W środę pytanie prejudycjalne dot. wykładni przepisów prawa unijnego skierował do TSUE Sąd Okręgowy w Łodzi. Pyta w nim m.in. o niezawisłość sędziowską w związku z wprowadzeniem w Polsce systemu dyscyplinarnego wobec sędziów.

"Sąd postanowił wystąpić z pytaniem prejudycjalnym w związku z nowym, mocno upolitycznionym systemem dyscyplinarnym wobec sędziów, jak również z ustawami o ustroju sądów powszechnych, Sądzie Najwyższym i KRS. W tym zakresie Sąd Okręgowy podjął realną obawę, że w razie wydania określonego rozstrzygnięcia niekorzystnego dla Skarbu Państwa, w stosunku do składu orzekającego może być wszczęte postępowanie dyscyplinarne, które będzie motywowane politycznie, co jest możliwe według nowych, obowiązujących przepisów" – wyjaśniła rzeczniczka prasowa łódzkiego sądu okręgowego Pawłowska-Radzimierska.

Konkretna treść pytania prejudycjalnego dotyczy tego, czy wspomniany artykuł "należy interpretować w ten sposób, że wynikający z niego obowiązek państw członkowskich do ustanowienia środków zaskarżenia niezbędnych do zapewnienia skutecznej ochrony sądowej w dziedzinach objętych prawem Unii, sprzeciwia się przepisom istotnie zwiększającym ryzyko naruszenia gwarancji niezależnego postępowania dyscyplinarnego wobec sędziów w Polsce poprzez: wpływ polityczny na prowadzenie postępowań dyscyplinarnych, powstanie ryzyka wykorzystywania systemu środków dyscyplinarnych do politycznej kontroli treści orzeczeń sądowych oraz możliwość wykorzystania w postępowaniach dyscyplinarnych przeciwko sędziom dowodów uzyskanych za pomocą przestępstwa".

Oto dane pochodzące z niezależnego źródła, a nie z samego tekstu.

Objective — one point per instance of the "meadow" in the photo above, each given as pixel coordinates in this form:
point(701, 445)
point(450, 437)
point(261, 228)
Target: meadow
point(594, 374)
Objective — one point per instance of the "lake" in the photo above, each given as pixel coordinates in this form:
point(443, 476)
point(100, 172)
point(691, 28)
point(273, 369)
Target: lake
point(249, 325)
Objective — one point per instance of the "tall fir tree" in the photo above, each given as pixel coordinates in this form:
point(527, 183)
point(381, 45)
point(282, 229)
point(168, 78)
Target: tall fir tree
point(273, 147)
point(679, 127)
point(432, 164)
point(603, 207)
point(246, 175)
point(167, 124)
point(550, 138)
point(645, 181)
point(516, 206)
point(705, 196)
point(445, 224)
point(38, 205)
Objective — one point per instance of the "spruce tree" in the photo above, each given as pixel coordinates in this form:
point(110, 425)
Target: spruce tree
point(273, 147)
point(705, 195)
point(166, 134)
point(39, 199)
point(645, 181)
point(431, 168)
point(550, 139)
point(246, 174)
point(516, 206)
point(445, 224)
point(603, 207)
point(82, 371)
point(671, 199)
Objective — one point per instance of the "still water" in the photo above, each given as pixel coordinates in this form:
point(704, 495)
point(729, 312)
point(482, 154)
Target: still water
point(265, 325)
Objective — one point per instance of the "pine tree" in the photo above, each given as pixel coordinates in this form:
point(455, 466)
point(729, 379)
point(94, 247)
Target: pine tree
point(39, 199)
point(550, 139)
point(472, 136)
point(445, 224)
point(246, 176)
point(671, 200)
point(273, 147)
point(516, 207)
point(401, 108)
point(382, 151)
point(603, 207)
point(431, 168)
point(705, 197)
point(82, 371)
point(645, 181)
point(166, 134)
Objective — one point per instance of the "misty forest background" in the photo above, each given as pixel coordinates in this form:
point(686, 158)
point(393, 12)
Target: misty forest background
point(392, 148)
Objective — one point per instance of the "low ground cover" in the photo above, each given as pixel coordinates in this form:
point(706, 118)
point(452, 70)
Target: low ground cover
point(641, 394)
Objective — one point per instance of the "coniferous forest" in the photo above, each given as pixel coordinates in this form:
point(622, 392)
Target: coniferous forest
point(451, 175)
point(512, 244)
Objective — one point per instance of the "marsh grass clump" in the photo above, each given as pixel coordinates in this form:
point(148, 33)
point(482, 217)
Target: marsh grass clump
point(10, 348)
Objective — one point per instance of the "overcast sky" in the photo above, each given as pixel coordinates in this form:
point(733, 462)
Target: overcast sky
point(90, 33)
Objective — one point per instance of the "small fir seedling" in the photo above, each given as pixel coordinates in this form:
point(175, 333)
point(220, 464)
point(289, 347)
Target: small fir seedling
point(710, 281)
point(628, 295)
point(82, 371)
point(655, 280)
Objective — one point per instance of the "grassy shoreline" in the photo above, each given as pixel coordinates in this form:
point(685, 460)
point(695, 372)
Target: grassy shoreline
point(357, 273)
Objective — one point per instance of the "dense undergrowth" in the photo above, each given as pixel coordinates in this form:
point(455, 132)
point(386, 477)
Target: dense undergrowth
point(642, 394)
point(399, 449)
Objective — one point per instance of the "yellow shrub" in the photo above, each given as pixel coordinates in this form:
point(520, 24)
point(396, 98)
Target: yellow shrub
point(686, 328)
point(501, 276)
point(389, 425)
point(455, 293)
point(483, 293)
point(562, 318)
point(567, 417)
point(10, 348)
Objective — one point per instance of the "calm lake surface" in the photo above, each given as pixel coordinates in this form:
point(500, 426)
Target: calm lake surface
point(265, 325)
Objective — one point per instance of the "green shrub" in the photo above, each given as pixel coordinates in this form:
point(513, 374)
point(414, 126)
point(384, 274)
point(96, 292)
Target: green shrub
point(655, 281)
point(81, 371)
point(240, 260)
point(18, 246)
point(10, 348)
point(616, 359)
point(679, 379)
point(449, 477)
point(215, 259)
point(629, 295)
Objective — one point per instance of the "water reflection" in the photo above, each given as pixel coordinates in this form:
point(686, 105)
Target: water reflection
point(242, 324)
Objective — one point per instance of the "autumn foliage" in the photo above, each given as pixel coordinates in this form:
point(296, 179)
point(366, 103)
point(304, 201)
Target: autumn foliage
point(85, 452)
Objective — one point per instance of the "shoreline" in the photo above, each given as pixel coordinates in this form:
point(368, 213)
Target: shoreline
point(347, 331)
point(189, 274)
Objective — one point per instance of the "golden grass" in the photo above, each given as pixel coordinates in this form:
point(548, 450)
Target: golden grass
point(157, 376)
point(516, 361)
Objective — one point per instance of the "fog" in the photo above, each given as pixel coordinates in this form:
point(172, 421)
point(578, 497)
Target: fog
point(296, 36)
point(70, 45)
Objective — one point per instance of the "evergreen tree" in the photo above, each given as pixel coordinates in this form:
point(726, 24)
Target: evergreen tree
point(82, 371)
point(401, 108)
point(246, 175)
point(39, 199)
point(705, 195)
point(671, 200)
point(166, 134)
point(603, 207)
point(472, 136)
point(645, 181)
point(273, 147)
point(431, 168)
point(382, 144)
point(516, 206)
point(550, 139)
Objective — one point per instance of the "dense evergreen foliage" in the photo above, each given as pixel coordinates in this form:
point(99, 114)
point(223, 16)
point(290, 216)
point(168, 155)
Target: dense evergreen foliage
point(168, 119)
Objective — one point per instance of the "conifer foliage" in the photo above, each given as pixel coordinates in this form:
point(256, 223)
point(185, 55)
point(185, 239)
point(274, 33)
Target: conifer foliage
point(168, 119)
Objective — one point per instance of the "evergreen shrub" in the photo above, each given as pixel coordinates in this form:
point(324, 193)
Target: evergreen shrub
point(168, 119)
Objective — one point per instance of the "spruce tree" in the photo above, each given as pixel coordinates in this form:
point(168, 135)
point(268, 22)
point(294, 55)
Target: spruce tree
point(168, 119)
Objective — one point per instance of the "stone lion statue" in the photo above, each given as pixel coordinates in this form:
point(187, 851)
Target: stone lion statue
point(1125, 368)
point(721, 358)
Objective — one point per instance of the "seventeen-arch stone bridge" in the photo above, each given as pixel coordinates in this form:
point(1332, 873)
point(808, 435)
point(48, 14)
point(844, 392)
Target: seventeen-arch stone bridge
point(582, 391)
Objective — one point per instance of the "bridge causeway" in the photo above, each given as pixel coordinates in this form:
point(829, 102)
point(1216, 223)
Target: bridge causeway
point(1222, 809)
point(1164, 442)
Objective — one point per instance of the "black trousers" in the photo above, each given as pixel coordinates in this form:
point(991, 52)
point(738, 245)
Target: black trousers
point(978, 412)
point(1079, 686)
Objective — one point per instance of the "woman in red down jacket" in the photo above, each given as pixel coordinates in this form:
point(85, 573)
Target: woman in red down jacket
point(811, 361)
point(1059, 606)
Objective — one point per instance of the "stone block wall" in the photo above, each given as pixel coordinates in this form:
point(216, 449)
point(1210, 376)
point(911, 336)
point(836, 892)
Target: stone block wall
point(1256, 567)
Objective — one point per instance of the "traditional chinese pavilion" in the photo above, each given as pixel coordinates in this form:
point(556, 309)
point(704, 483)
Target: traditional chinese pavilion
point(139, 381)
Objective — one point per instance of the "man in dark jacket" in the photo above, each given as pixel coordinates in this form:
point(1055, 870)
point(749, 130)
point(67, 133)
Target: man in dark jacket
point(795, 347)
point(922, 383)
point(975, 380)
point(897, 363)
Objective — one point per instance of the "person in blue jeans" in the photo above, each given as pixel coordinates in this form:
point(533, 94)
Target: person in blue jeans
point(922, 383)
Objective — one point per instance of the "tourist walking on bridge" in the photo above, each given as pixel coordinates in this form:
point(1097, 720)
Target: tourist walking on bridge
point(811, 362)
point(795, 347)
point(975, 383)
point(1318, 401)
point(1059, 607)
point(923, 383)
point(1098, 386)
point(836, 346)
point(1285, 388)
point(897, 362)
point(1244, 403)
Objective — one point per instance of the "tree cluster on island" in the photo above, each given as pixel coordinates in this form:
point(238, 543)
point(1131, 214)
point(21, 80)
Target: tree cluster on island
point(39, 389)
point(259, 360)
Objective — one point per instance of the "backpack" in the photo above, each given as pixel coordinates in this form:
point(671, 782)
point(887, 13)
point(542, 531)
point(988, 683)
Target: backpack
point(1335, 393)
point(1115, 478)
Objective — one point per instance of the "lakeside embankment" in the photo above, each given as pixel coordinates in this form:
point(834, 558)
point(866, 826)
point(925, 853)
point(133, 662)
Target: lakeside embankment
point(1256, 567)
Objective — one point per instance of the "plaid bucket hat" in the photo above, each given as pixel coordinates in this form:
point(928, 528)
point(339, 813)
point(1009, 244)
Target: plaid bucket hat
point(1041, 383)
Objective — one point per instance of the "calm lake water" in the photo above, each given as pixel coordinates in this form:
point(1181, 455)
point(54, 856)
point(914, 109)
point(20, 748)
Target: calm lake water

Służby prasowe Trybunału Sprawiedliwości potwierdziły PAP w czwartek, że sprawy wpłynęły i zostały zarejestrowane. Zgodnie z procedurą teraz treść pytań będzie tłumaczona i potem zostanie podjęta decyzja, czy będą one rozpatrywane w trybie przyspieszonym. "Być może te dwie sprawy zostaną połączone, ale decyzja nie została podjęta" - powiedziało źródło PAP w TSUE.

Na początku sierpnia Sąd Najwyższy wystosował pięć pytań prejudycjalnych do TSUE i zawiesił stosowanie trzech artykułów ustawy o SN określających zasady przechodzenia sędziów tego sądu w stan spoczynku. Pytania zostały zadane na tle rozpoznawanej przez SN sprawy, która "dotyczyła obowiązku opłacania składek ubezpieczeń społecznych w sytuacji, kiedy Polak ma firmę w Czechach albo na Słowacji". W powiększonym składzie orzekającym w tej sprawie znalazł się jeden sędzia, który przekroczył już 65. rok życia i co do którego trwa procedura związana z przeniesieniem go w stan spoczynku lub ewentualnym umożliwianiem mu dalszego orzekania.

TSUE rozpoczął rozpatrywanie wniosku Sądu Najwyższego w końcu sierpnia.